Il mese scorso, in occasione della giornata mondiale del rifugiato, il premier iracheno Mustafa Al Khadimi e i leader curdi avevano assicurato l’avvio in tempi stretti di politiche concrete per riportare a casa gli sfollati interni (almeno 800mila) e per assistere i profughi, gran parte dei quali siriani (250mila) e tra questi anche migliaia di palestinesi. Civili costretti negli anni passati ad abbandonare città e villaggi divenuti terreno di combattimenti tra truppe governative e miliziani dello Stato islamico, sottoposti a pesanti bombardamenti aerei. In particolare Al Khadimi, visitando Ninive, aveva lasciato intendere di avere in tasca un piano per sfollati e profughi. Ma le buone intenzioni sono rimaste parole e dal governo ora arrivano segnali poco inoraggianti. Non rassicurano più di tanto i propositi annunciati due giorni fa dal ministro dell’immigrazione e dello sfollamento Evan Faek Jabro volti a favorire il rientro nei centri di origine degli sfollati nel campo di Akda, congelato nei mesi scorsi a causa dell’emergenza Covid-19. E la crisi economica aggravata grave dalla pandemia rende tutto più difficile.

 

Gli sfollati fuggiti nel Kurdistan per un 40% vivono in dieci campi: cinque a Duhok, quattro a Erbil e uno nella provincia di Sulaimani, gli altri sono ospitati in varie comunità. Faek Jabro, il 24 giugno, ha annunciato la chiusura dei campi nella provincia occidentale di Anbar visto che la maggior parte degli sfollati in quel territorio era tornata casa dopo quasi sei anni. Ma non tutti gli sfollati hanno una abitazione dove far ritorno – le distruzioni materiali causate dalla guerra all’Isis sono enormi – e 1.706 famiglie rimangono nella provincia di Anbar perché non sanno dove andare, non hanno risorse e perché temono l’instabilità che regna nei luoghi di origine. La comunità internazionale peraltro concentra la maggior parte dei suoi sforzi sulla ricostruzione nell’Anbar e a Mosul (l’ex “capitale” dell’Isis), trascurando Ninive, Kirkuk e Diyala dove gli abitanti vivono di stenti.

 

Uno degli ostacoli più seri alla soluzione del problema degli sfollati interni – da qualche tempo cavallo di battaglia di vari esponenti politici in vista delle future elezioni – resta la presenza  tra di essi di famiglie di miliziani veri o presunti dello Stato islamico con tante donne rimaste vedove e bambini orfani di padre.
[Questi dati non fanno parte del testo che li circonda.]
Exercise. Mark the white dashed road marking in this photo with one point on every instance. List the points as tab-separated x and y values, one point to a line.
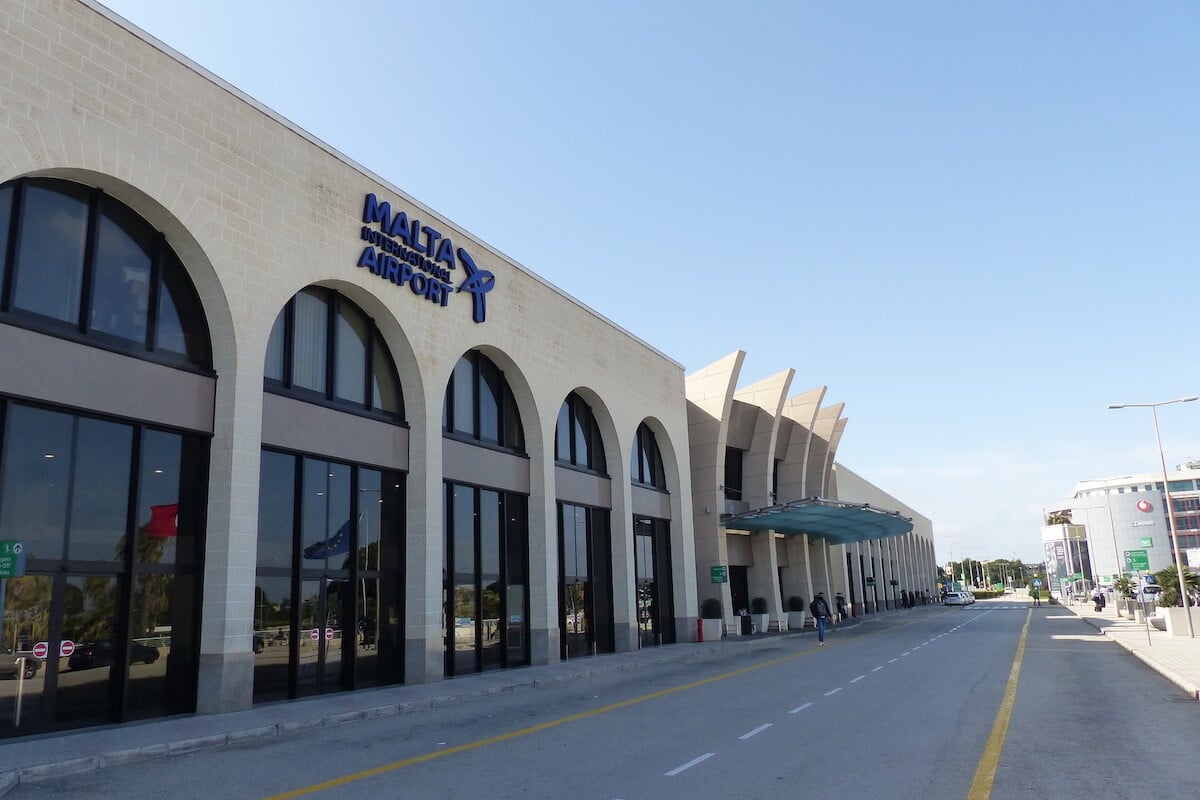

Il rientro di questi sfollati ai villaggi e alle città di origine è visto come una minaccia: gli abitanti li considerano fiancheggiatori del “nuovo” Isis che si sta riorganizzando. Contro i proclami di vittoria delle autorità locali e degli Stati uniti, in varie province irachene, in particolare a Kirkuk e Diyala, si nascondono cellule ben armate e attive del Califfato che compiono attacchi e attentati quasi quotidiani. Per combatterle le Hashd al Shaabi (le Forze di mobilitazione popolare a maggioranza sciita) usano il pugno di ferro. E a pagare il conto, molto spesso, sono i civili.